Since its inception, Roam has raised a total of about $16 million across three rounds. The latest round represents a tripling-down on Rabois’ part. In September of 2023, Roam raised $1.25 million in a pre-seed round led by Rabois when he was at Founders Fund. Wu, Culdesac CEO Ryan Johnson, and #ANGELS Founding Partner Jana Messerschmidt also participated in the round. 

Then in May of 2024, it raised a $3 million seed round — also led by Rabois, while still at Founders Fund. Other investors in that round included DoorDash founder Tony Xu, Figma founder Dylan Field, and Upstart founder Paul Gu. The startup is not disclosing valuation.

How it works

Historically, according to Singh, if buyers searched on Zillow for assumable mortgages in a city like Houston, they’d likely find little to no results. 

“Very few sellers or listing agents know they have an assumable mortgage, so they don’t think to advertise it,” he said.

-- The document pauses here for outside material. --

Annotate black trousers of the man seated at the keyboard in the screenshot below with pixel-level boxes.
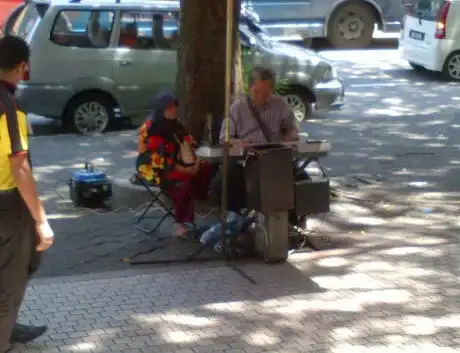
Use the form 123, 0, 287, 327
211, 160, 247, 213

With Roam, he claims buyers can find more than 2,000 assumable mortgages in Houston alone listed for sale today. 

Image Credits:Roam

And even if buyers were aware that a seller had an assumable loan, getting approval for an assumption could take up to 45 days, according to Singh.

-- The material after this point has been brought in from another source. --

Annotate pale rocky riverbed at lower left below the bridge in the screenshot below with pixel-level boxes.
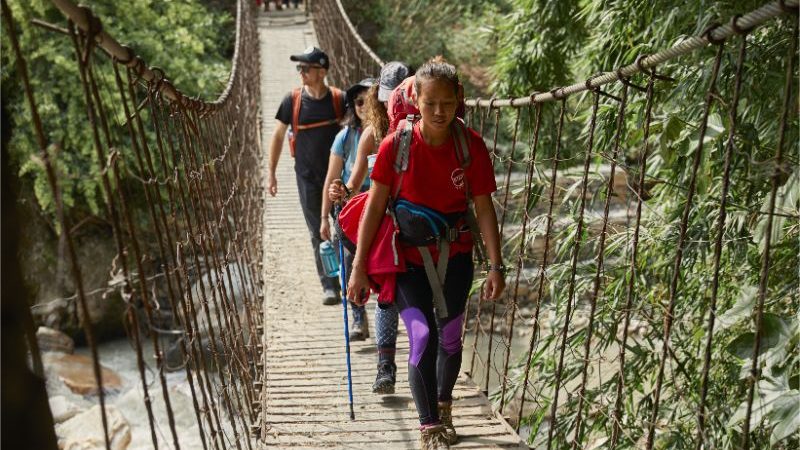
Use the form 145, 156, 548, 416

“Fall-throughs for not being approved were extremely painful for the seller since they’d have to re-list the home, and this made listing agents skeptical of accepting assumable offers,” he said. “With Roam, buyers can get a pre-approval before submitting an offer, which has dramatically increased the acceptance rate of offers made by Roam buyers.”

Singh also claims that Roam speeds up the process of becoming a homeowner. 

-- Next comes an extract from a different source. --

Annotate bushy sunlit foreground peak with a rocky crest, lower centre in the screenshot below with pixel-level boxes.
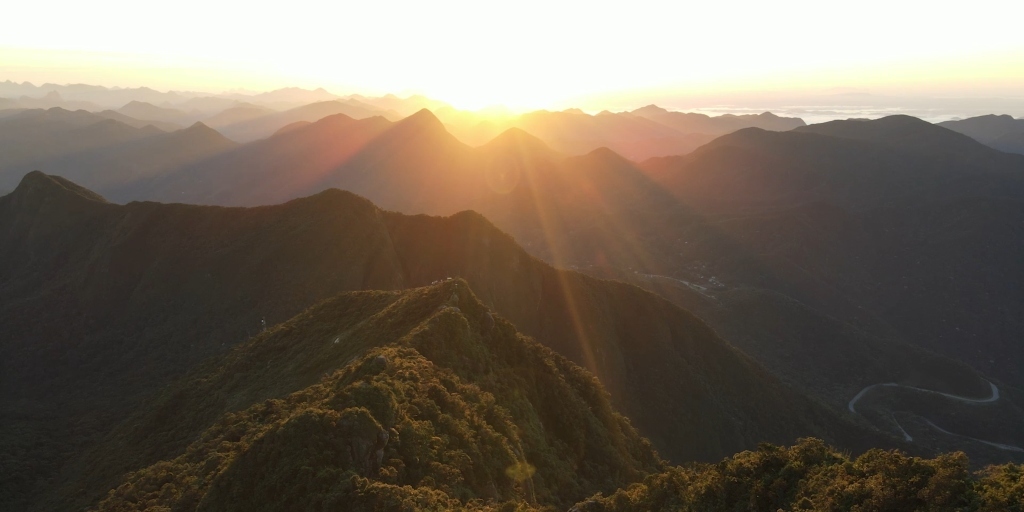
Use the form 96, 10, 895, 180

“Without Roam, it takes 180 days to close an assumable mortgage,” he said. “With Roam, it’s 45 days.” And if Roam doesn’t close in 45 days? It’ll pay a seller’s mortgage until it does. 

The company also works to ensure all sellers are released from liability, and any subsequent payments the buyer makes or doesn’t make will not impact the seller’s credit. 

Presently, Roam has 12 employees. Singh said the startup has aimed to not grow headcount linearly — with staff increasing about 2.5x year-over-year compared to revenue increasing by about 5x year over year. 

“We’ve found that the product allows revenue growth without linearly increasing variable costs,” he told TechCrunch.

The opportunity is there, Singh believes.

“$1.4 trillion of fully assumable FHA/VA mortgages originated in 2020 and 2021,” he said, citing documents from the Consumer Financial Protection Bureau (CFPB). “One of three homes that were originated or re-financed during those low-rate years were eligible for the opportunity.”